【1】
私は幸せよ。
子供や孫に囲まれてあの世へ逝けるのだから……。
「おばあちゃん! 聞えてる?」
「亜里砂…お母さんはもう…」
天寿を全うした五十嵐ウメ(98歳)は、子供や孫に囲まれて静かに目を閉じていた。
特に病気や怪我などしていないが、最近は布団で寝ている時間が長いと近所に住んでいた子供の嫁からの情報で持ち回りで家の様子を見ていたが、とうとう起き上がるのも億劫になったようだった。
昨日から一度も起き上がらないので、往診をしている医者に見てもらい余命は数日と診断されたばかりで、最期は眠るようだった。

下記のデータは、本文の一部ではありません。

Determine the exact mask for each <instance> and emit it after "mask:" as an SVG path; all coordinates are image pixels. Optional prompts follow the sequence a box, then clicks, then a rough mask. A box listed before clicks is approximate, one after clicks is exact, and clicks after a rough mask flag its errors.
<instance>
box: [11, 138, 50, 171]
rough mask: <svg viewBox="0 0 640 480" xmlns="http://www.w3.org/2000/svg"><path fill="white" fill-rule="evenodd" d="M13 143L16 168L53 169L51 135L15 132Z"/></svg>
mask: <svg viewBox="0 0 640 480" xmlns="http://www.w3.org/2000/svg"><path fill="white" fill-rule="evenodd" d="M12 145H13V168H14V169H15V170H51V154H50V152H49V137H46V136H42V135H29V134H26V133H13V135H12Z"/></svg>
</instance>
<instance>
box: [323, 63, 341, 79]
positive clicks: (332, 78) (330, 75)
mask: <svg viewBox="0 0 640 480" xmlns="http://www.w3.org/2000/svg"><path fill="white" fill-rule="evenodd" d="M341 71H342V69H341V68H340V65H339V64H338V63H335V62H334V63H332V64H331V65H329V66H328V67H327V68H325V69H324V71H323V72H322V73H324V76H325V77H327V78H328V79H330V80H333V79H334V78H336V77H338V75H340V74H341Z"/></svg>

彼女が次に目を開けたときに日本にはあまり見ない石段の建物に囲まれて、街ゆく人たちは海外の映画で見たような装いだった。
彼女は驚いたが
「そのひとつかまえて!」と聞えた幼い声に引きつけられ振り返えると若い男が彼女にへ向かって突っ込んでくる。
とっさにぶつからない程度に避けて足をかけた。
若い男は勢いよく転び、そこに数人の大人が取り囲こみ、そのままどこかへ連れて行かれる。
「ありがとう。あなたすばしっこいのね」
身なりの綺麗な幼子が彼女の目の前に立った。
「いえ、たまたまですから」
彼女と幼い少女の目線が同じくらいになっている。
「あなたのおなまえは? おれいがしたいの」
「わたし、わたしは…」
彼女は先ほどまで布団の上で意識が朦朧としていた。死ぬ間際に夢でも見ているのだろうかと思っている。
「わたしは、【クレア】」
「クレアね! どこにすんでいるの?」
「すんでいるのは…いっ!」
彼女は、突然の頭痛に顔をしかめる。
「どうしたの!? だいじょうぶ?」
頭痛がひどくなり、頭を抱える。痛みに耐えきれなくなり意識を失った。
幼い子供は、この事態にどうしていいかわからず立ち往生している。
「お嬢様。そばに居れずすみません。どういたしました?」
「ジェフ!」
ジェフと呼ばれた老紳士が幼子のそばに寄る。
「このこがたおれて。さっきわたしのとられたくすりをもっていったひとをとめてくれたの」
ジェフは倒れている少女を見下ろした。
身なりは小汚く棒きれのような少女。本来なら、近くの病院へ連れて行くなり近くの人にお金を渡し処置を頼むが捨て置くとお嬢様が悲しむと判断した。
「いったん屋敷に運びましょう。素性は目覚めてからでも聞けるでしょう」
「いいの!?」
「間接的ですが、お嬢様が助かりました」
「ありがとう」
お嬢様と呼ばれた幼子は、ほっとした顔をしたのを見た時、自分の判断は間違っていなかったと老紳士は思った。
「では、馬車に戻りましょう」
「ええ」
倒れている彼女を抱え、近くにいる青年と女性に声をかける。
「リオン、ザラ。この子の身寄りを聞き込みしなさい。後々必要になるかもしれない」
指示を聞いた二人は、うなずくと素早く立ちさった。
幼子と彼女を乗せた馬車も走り始めた。幼子の分岐点を抱えて。
ここでセーブしますか? Yes or No
最終的な流れは決めていますが、完走できればいいなと。